Vergiss es, ich werde bei den Vigiles genommen, ihr befürchtet viel zu viel. Ich werde die Anstellung auf dem Landgut nicht brauchen, also brauchst du auch nicht für mich zu betteln. Und außerdem solltest du erstmal aufpassen, dass er dich in seine Dienste nimmt!

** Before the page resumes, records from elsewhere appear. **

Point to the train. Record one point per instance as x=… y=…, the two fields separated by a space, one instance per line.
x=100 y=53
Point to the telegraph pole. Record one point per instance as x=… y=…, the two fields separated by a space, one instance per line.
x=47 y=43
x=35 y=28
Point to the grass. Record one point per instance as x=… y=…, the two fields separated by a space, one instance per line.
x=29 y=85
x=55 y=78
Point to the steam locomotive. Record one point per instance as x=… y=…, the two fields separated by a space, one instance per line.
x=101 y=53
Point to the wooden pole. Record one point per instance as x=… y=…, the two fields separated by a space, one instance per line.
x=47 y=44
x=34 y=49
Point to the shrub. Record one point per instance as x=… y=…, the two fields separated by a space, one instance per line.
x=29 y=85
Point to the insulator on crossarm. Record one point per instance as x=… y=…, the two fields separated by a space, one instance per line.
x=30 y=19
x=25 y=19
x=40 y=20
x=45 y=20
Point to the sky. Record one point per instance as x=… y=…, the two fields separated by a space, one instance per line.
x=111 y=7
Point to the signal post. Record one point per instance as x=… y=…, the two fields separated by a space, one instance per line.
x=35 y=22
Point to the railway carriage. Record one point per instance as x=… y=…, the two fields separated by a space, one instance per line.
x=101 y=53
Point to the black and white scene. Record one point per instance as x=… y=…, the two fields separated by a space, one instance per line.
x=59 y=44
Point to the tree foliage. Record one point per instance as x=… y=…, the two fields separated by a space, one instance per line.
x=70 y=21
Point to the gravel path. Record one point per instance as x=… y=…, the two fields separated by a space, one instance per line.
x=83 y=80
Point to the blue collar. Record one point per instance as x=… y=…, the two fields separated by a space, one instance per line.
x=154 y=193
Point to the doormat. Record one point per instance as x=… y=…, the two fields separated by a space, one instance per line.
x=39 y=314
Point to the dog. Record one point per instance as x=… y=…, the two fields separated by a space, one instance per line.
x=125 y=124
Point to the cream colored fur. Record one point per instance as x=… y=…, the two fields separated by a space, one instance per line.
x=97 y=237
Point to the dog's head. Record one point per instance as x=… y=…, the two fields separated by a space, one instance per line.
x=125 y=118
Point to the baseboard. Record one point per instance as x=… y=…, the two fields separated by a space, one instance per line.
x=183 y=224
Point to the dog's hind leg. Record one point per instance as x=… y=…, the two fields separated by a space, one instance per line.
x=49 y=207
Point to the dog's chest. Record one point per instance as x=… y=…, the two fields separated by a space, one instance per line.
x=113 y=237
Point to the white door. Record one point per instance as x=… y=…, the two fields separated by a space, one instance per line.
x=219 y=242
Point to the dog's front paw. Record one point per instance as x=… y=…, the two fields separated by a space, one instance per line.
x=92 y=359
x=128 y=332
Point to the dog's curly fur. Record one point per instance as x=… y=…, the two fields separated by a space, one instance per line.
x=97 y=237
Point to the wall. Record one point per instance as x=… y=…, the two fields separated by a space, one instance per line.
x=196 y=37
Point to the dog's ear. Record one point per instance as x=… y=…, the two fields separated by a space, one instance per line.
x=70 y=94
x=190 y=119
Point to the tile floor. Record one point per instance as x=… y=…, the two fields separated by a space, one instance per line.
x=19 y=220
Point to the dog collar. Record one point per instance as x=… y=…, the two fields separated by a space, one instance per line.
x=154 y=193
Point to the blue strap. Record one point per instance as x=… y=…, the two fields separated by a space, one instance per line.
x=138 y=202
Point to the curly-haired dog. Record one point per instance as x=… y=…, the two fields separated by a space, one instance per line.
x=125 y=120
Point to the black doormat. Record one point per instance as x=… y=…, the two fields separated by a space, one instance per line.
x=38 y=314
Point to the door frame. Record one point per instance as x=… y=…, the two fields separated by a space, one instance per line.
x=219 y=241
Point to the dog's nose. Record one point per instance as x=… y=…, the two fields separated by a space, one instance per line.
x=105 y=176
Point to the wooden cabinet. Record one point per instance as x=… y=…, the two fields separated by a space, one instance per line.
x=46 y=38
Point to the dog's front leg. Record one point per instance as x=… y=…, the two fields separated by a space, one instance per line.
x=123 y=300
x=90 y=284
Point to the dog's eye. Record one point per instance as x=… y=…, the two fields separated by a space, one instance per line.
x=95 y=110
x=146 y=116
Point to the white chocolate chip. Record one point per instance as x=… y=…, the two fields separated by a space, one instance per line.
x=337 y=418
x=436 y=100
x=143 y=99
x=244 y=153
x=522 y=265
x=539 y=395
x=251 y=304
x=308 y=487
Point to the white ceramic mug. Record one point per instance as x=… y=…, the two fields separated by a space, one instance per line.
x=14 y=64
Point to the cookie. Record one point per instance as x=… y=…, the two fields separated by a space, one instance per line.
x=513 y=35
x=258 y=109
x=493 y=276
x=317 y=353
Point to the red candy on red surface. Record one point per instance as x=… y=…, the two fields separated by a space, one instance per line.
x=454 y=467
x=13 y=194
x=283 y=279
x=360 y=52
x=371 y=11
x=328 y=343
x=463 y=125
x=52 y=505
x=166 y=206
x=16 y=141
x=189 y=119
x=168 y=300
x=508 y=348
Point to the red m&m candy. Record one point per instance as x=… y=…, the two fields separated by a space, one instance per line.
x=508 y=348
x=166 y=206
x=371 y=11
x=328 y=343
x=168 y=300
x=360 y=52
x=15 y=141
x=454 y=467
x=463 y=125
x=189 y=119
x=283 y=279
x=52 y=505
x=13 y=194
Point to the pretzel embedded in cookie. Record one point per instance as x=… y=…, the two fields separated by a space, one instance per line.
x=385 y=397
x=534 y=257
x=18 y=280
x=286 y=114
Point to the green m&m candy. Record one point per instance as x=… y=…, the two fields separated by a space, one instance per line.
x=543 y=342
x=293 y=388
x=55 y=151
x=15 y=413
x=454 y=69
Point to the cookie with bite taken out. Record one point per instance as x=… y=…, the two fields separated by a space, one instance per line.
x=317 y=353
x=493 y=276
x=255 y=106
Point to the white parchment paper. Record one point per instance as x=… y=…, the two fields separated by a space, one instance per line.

Vergiftetes Klima allen Orten. O tempora o mores würde ein Philosoph nun sagen. Da aber keiner vor Ort ist, sagt es auch keiner. Gibt es denn Familien, in denen sich der Sohn nicht gegen den Vater auflehnt? Nein, die gibt es nicht. Aber in vielen Familien kann sich der Vater durchsetzen. In diesem Fall allerdings nicht, und diese Tatsache macht Eurymachus rasend vor Wut.
Seinen Sohn verprügeln kann er aber auch nicht. Auch wenn er Schmied ist hat er den Zenit seiner Leistungsfähigkeit lange hinter sich. Vielleicht würde er gar nicht mehr so lange Schmied bleiben können wie er hoffte. So langsam ging ihm das gegen die Gesundheit.
Dann geh doch zu den Vigiles und zerstöre dein Leben, tu es doch! Und jetzt verschwinde von hier, du machst deine Mutter nur Unglücklich.
Tatsächlich hat Olympias ob der Sturheit ihres erstgeborenen Sohnes ihre Tränen nicht zurückhalten können.
Lacedaemonius kann seine Mutter so nicht sehen und beschließt, die Nach in einer Taverna zu verbringen, dort sein letztes Geld auszugeben und morgen die Vigiles aufzusuchen, komme was da wolle. Und so verlässt er, vielleicht zum allerletzten Mal, die Wohnung seiner Eltern in Trans Tiberim und geht in Richtung Tiberbrücke.